The novel is long and tedious – I have left out a dozen important characters and several involved subplots. Margaret is a thoroughly unbelievable character of the type that 19thcentury readers seem to have loved. As a novel of ideas it is shallow – country is better than city, shallow wealth is inferior to intellectual subsistence, but poverty is really bad. It doesn’t get much more complex than that. It is slightly better as a novel of social class and a document about the industrial revolution, but even here it is surprisingly undetailed for such a long novel. The factories are hastily sketched, the actual work going on in them is left to the imagination and the economics that drives people to work for them and makes a small number of entrepreneurs wealthy is taken for granted.
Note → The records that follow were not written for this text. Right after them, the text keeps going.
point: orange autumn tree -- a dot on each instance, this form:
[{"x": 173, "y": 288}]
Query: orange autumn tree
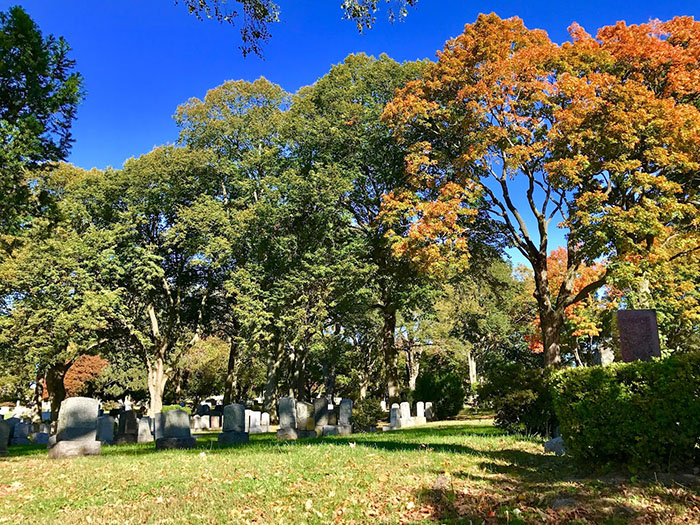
[{"x": 580, "y": 136}]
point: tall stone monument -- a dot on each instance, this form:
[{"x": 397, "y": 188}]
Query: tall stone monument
[
  {"x": 234, "y": 425},
  {"x": 636, "y": 335},
  {"x": 76, "y": 433}
]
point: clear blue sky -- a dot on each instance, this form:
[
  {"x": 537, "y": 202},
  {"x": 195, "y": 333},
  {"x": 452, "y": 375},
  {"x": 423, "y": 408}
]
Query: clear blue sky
[{"x": 141, "y": 58}]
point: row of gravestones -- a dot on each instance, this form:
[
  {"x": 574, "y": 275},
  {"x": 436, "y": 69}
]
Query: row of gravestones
[
  {"x": 299, "y": 419},
  {"x": 256, "y": 422},
  {"x": 400, "y": 415}
]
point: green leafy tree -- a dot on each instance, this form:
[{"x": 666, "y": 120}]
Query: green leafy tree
[{"x": 39, "y": 95}]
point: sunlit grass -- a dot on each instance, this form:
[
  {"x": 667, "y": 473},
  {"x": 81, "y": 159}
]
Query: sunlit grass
[{"x": 442, "y": 472}]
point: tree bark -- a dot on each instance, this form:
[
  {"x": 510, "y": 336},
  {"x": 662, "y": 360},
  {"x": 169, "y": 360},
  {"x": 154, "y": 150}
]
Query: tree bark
[
  {"x": 390, "y": 354},
  {"x": 274, "y": 362},
  {"x": 54, "y": 384},
  {"x": 231, "y": 385},
  {"x": 156, "y": 384}
]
Even the social upheaval caused by this class of nouveau riche captains of industry is merely hinted at.
However, as a feminist document I thought it was fascinating. Margaret is not as complex as Lily Bart but she is more consistent: she completely rejects the notion that she needs to get married and is happily willing to accept whatever circumstances independence leaves her. Of course, these are not the dire poverty, back breaking labor and prostitution that millions of 19thcentury women actually faced – Gaskell has created a little wrinkle in the class system so Margaret is protected from the worst possible outcomes of her independence. And, of course, she does end the novel wealthy and about to marry. In 19thCentury sentimental novels steadfast faith in a set of moral precepts is virtually always rewarded with wealth and comfort – often the very wealth and comfort the character had been rejecting, so in that way this is a thoroughly conventional novel. But Gaskell has found a way to get that ending without it involving Margaret bowing to the dictates of her sexist society. Thornton is much more the beneficiary of this marriage than Margaret is and her desire to be treated as an equal extends to the language the two are wrestling with at the novel’s close.
Margaret has her moral purity tested in the course of the novel and is forced to bring her pride down a notch – in ways that are similar to Jane Austen’s Emma or Elizabeth Bennet, but never loses her independence – she learns lessons, but is not broken or changed fundamentally. A reader can almost feel Gaskell’s testing out ways to keep her protagonist both faithful to her self and alive and happy. The way she finds is contrived and not terribly believable, but it is a fascinating spin on this trope.